Alokasi Gaji dan Harapan di Lapangan
Sementara itu, mengenai gaji, PPPK paruh waktu akan menerima upah minimal yang sama dengan saat mereka masih berstatus pegawai non-ASN. Upah ini juga sesuai dengan upah minimum yang berlaku di wilayah tersebut. Sura’i menjelaskan, Organisasi Perangkat Daerah (OPD) masing-masing mengalokasikan anggaran gaji ini.
Secara rinci, gaji untuk PPPK paruh waktu di bidang teknis sekitar Rp1,7 juta per bulan. Gaji guru disesuaikan dengan aturan dana BOS, sedangkan gaji tenaga kesehatan (nakes) diambil dari Badan Layanan Umum Daerah (BLUD).
“Pesan kami untuk para guru di wilayah terpencil, harap sabar. Mohon keikhlasan dan pengabdiannya,” imbuhnya.
Lebih lanjut, Sura’i mengatakan, mereka telah membahas permasalahan PPPK paruh waktu di Nunukan. Pembahasan ini dilakukan dalam rapat evaluasi di Yogyakarta yang dihadiri 46 Kepala BKD, BKPSDM, dan BKPP se-Kalimantan.
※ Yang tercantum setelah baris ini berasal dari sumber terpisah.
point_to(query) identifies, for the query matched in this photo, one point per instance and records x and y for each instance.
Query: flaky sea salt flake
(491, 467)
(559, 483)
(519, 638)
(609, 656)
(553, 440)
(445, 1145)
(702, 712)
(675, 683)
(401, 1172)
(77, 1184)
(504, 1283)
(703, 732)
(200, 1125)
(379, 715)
Meskipun masih jauh dari ideal, Sura’i berharap tambahan 2.600 PPPK paruh waktu—yang terdiri dari kategori R2, R3, R4, dan R5—dapat membantu mengisi kebutuhan ASN di daerah.
Pada akhirnya, Kabupaten Nunukan idealnya membutuhkan sekitar 7.000-an ASN, sedangkan saat ini hanya memiliki sekitar 3.400 ASN.
“Dengan tambahan PPPK penuh waktu dan PPPK paruh waktu, meskipun masih di bawah 7.000, sudah sangat membantu,” pungkasnya. (Dzulviqor)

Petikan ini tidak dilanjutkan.